105 of 151 found the following review helpful:
Bittersweet and Generally UnsatisfyingSep 08, 2010
By P. Mastrosimone Prior to season 6, I would have rated Lost as a 5 star show without question. Despite a few weak singular episodes from seasons 1-5, all in all I loved this show and was a HUGE fan. Perhaps obsessively so, I read all the episode recaps (Doc Jensen being my favorite), looked for spoilers and often debated/chatted with friends, family and co-workers over this amazing show. I defended its honor when people would question the direction or label it confusing. I had, up until "The End", a lot of confidence in Cuse & Lindelof as writers.
Despite my increasing worry throughout season 6, I kept the faith right up until the finale. I will say that "Across the Sea", did almost put the nail in the coffin, but I still wanted to believe there would come an "ah ha" moment when it would all tie together. I was even willing to allow a few things unanswered questions or things left open to interpretation, but I never expected them to end the show in such a cliché' manner. I also never thought they would end the series without telling us what the island was. "A Cork" is not an answer, it's a cop out!

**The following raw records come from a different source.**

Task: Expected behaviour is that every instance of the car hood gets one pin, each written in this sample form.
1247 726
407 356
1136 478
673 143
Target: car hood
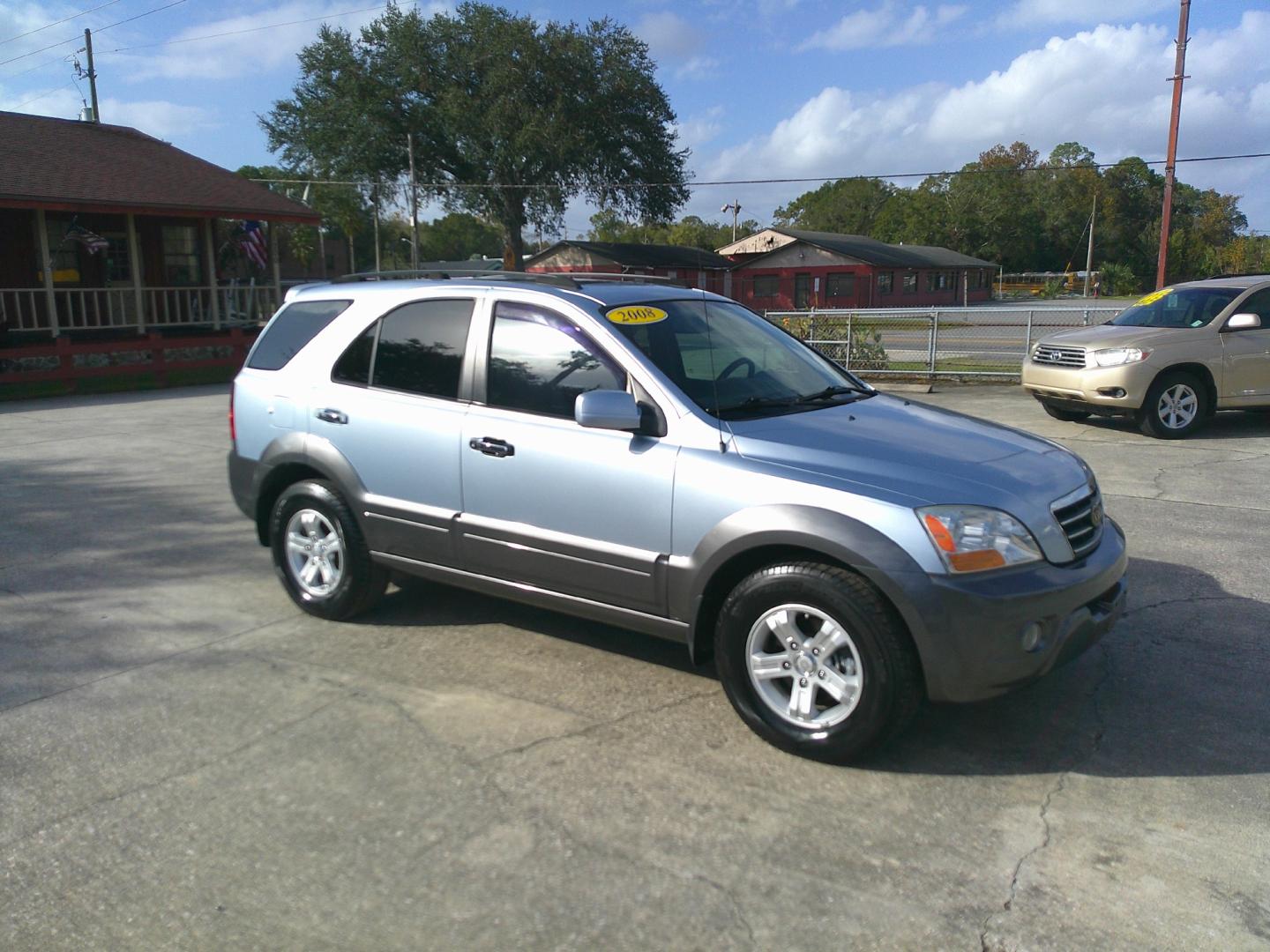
1108 335
929 455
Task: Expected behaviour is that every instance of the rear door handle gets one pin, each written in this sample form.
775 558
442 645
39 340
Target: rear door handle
492 447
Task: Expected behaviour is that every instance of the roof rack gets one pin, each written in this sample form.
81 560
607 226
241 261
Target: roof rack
564 279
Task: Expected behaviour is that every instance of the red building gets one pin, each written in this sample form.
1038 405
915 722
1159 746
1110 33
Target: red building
690 265
788 270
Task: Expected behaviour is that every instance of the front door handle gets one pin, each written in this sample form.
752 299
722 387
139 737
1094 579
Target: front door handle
492 447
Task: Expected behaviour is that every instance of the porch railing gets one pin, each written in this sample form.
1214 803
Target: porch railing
83 309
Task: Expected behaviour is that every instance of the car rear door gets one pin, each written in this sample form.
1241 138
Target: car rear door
394 409
546 502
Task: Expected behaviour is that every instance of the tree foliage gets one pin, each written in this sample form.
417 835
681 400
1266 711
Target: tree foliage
510 117
1029 215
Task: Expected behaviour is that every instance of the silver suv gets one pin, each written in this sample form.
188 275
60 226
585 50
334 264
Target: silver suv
667 461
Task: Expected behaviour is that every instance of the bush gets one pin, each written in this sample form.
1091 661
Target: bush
830 335
1117 279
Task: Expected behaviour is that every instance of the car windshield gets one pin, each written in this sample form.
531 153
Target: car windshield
1177 308
733 363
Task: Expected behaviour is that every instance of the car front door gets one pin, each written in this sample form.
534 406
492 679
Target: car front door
394 410
546 502
1246 354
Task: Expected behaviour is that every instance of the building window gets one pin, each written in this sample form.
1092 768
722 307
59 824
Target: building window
181 256
766 285
840 286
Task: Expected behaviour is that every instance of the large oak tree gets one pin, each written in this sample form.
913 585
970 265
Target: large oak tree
510 117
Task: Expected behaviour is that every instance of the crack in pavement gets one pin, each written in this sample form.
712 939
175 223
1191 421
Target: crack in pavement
1058 787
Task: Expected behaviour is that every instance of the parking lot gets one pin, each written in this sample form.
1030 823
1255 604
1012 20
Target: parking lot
188 762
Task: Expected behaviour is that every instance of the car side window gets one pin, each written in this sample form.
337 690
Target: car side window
1258 303
417 348
540 362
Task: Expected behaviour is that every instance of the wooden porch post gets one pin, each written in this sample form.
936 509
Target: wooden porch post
210 267
135 267
277 265
46 265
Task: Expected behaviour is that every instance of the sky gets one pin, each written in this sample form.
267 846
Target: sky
762 89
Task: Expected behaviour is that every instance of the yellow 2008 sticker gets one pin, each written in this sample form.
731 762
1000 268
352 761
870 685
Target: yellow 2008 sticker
1152 297
637 314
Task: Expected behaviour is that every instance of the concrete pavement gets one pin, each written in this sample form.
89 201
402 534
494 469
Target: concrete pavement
188 762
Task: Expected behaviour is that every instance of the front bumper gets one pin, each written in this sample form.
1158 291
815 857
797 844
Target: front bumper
1090 387
972 646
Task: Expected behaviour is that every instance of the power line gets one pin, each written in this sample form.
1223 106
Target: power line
771 182
57 23
239 32
101 29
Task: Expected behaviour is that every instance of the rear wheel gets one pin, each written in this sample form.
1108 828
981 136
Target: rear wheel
320 555
1065 415
816 661
1177 405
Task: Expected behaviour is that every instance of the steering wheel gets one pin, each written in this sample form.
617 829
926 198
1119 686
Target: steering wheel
739 362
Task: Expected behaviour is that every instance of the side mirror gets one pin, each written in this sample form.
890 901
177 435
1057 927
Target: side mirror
608 410
1244 322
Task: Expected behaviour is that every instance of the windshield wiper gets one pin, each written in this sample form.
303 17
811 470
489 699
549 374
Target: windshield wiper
830 392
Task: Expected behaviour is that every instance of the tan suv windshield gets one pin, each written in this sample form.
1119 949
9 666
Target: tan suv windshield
1183 308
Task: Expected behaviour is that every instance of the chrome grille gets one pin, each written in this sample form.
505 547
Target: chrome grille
1082 522
1054 355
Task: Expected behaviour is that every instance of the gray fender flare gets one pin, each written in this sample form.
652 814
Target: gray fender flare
833 534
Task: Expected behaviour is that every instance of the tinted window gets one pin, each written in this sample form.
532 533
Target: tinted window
294 326
355 365
422 346
540 362
1183 308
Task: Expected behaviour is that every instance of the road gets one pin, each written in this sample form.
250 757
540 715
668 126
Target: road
188 762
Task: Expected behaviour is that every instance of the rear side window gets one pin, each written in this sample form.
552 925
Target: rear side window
417 348
294 326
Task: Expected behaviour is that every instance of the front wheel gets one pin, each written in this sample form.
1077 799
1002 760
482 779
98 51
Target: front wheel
320 555
816 661
1177 405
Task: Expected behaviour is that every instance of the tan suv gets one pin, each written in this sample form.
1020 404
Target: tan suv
1169 361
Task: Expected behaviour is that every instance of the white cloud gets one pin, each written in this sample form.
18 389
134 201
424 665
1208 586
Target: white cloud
885 26
676 45
1086 11
1104 88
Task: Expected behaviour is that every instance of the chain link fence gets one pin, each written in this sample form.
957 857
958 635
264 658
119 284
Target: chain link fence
946 342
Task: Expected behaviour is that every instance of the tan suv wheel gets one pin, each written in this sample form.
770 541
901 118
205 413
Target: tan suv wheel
1177 405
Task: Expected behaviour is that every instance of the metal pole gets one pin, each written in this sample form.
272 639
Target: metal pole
1088 256
92 72
1175 117
415 206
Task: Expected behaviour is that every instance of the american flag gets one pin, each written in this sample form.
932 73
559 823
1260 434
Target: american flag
90 240
253 242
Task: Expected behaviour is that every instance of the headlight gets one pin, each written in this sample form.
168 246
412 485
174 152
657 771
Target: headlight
1117 355
970 539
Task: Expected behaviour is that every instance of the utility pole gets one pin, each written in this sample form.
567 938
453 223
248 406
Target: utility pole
415 206
1088 256
1179 75
92 72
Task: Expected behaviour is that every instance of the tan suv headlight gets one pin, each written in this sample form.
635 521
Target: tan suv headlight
1117 355
975 539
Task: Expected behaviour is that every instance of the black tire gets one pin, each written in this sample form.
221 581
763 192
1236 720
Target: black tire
360 582
1065 415
891 681
1154 419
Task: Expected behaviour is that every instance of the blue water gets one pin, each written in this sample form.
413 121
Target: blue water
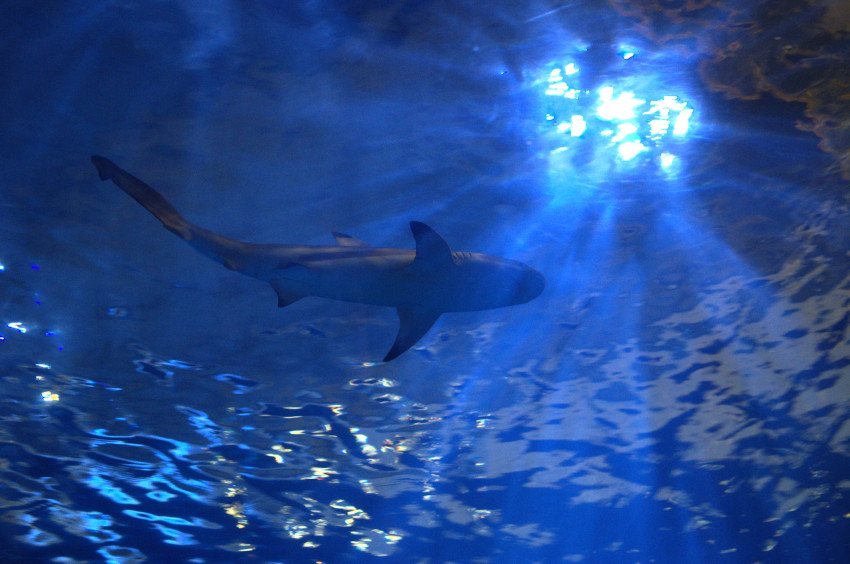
679 392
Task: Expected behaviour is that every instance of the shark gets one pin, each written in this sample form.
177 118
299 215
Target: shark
421 284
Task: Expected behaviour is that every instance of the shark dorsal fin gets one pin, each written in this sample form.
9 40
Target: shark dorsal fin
344 240
412 325
432 251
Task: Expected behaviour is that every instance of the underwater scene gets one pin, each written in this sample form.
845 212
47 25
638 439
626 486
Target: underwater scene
409 281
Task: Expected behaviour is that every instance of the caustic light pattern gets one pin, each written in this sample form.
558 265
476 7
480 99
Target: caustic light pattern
627 124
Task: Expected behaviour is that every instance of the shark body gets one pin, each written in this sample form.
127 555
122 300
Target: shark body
421 284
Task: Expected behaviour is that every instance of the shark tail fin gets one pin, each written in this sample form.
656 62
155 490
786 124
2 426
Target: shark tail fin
221 249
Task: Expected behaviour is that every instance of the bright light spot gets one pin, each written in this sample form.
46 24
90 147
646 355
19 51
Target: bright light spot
658 127
680 126
578 126
620 108
630 150
623 131
632 120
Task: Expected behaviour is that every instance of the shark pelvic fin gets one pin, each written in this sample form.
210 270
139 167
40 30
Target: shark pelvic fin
432 251
413 324
284 296
344 240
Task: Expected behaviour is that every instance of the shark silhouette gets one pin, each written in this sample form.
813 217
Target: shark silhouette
420 284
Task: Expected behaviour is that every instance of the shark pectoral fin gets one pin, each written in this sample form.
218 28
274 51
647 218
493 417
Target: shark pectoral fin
344 240
284 295
413 324
432 251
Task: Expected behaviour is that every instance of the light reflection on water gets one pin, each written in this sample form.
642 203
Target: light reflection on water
680 385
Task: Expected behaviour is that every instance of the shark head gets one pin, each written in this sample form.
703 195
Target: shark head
487 282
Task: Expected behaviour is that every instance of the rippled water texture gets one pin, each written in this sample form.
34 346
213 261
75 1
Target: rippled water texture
679 392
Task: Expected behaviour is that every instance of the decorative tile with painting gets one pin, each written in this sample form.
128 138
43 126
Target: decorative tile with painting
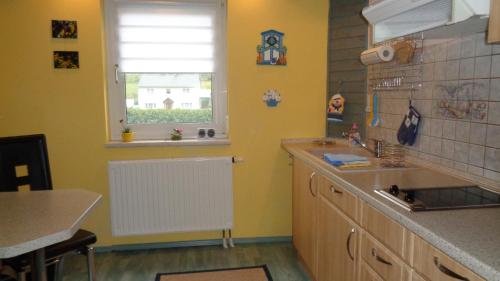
271 51
66 29
66 59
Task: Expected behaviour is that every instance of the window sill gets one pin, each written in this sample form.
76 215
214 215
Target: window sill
156 143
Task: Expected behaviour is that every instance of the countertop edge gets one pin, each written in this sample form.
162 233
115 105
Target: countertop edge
436 241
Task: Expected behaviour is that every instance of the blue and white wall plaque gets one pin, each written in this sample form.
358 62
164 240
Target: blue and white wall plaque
271 51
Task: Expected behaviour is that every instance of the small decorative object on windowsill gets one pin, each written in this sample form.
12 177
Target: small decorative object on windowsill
211 133
354 135
271 98
336 108
127 134
271 51
176 134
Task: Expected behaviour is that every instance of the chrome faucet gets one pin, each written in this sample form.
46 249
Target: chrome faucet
377 152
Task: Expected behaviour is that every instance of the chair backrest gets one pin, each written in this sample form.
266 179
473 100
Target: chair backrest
24 161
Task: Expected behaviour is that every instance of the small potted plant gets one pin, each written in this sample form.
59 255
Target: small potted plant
176 134
127 134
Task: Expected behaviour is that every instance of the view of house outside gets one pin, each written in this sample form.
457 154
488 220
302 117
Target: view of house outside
154 98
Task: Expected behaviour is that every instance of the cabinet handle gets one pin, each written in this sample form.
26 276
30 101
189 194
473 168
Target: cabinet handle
448 271
379 258
348 243
310 183
116 73
334 190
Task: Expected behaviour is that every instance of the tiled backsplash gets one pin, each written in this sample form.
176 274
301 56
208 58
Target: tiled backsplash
459 100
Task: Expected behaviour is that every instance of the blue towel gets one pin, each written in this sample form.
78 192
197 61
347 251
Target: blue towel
342 159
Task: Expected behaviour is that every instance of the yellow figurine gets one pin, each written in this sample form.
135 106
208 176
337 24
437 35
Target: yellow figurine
336 107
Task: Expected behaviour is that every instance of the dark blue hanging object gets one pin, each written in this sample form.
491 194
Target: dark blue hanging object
271 51
407 133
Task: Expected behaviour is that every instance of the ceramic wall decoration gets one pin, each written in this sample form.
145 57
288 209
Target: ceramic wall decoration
66 59
271 98
336 107
66 29
271 51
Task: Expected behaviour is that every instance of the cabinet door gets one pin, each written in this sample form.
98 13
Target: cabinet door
337 244
367 274
304 214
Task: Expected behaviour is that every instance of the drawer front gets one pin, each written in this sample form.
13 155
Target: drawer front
435 265
416 277
367 274
382 261
384 229
338 196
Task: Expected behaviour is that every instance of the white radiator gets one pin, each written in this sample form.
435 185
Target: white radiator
171 195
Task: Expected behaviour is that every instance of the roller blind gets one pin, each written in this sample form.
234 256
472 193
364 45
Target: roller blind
166 36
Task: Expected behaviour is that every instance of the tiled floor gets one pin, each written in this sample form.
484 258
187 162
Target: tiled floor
143 265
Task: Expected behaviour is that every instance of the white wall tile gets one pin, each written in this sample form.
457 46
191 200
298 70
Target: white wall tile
448 149
437 128
467 68
493 136
468 48
452 69
476 155
483 67
478 133
496 48
435 146
440 70
453 49
462 131
482 48
449 129
495 89
495 66
494 113
461 152
460 166
492 159
428 72
481 89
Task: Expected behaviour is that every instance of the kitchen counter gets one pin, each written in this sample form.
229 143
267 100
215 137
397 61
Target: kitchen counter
470 236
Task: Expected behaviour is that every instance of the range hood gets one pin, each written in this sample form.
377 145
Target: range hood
394 18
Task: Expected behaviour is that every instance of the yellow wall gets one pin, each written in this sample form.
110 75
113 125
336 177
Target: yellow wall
69 105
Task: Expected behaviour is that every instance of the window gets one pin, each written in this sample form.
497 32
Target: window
175 46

I also felt the sideways world ended up being completely useless and I was baffled that our Losties would choose a multi-denomination church, instead of beach, as their final meeting place. Jacob and MIB ultimately, despite a lot of indication that they were, ended up to be of little importance to the overall story. Honestly, as it turned out these fine actors played out to be more filler then storyline. There we were at the end of the road and the whole story of these two is that their non-mother was crazy and one brother flushed the other down the golden island toilet, thus turning him into the smoke monster. Huh?
After a lot of careful consideration, I've drawn my own final conclusion in an attempt to provide some personal satisfaction. I believe the writer's either had another ending in mind and for some reason couldn't pull it off. Or they lied and never really knew how to end the show. But here is the kicker, if you didn't know how to end the series or how to answer questions that you posed in the first place, why not go for another season? I'm sure ABC would have loved to milk Lost for all it's worth. You didn't do your show or your legions of loyal fans any justice by wrapping it up so absurdly. We didn't need Dogan, Lennon or the sideways world at all. We didn't need Sun to stop speaking English for no apparent reason or Shannon to come back for ha ha's. What fans wanted was answers, conclusion and a little something to think about when it was all over.
And hey, if you wanted to go all religious, why not have the island be purgatory all along? Sure everyone guessed it in Season 1, but at least it would have made all the island nonsensical stuff somewhat believable. The audience could have chalked up the millions of unanswered questions as part of some ultimate soul test. Instead you ended the show with footage of the plane crash and then came back and said it was just for fun, no relevance, the island was after all, "real"! Jimmy Fallon said best during the 2010 Emmy's, "I didn't understand it, but I tried."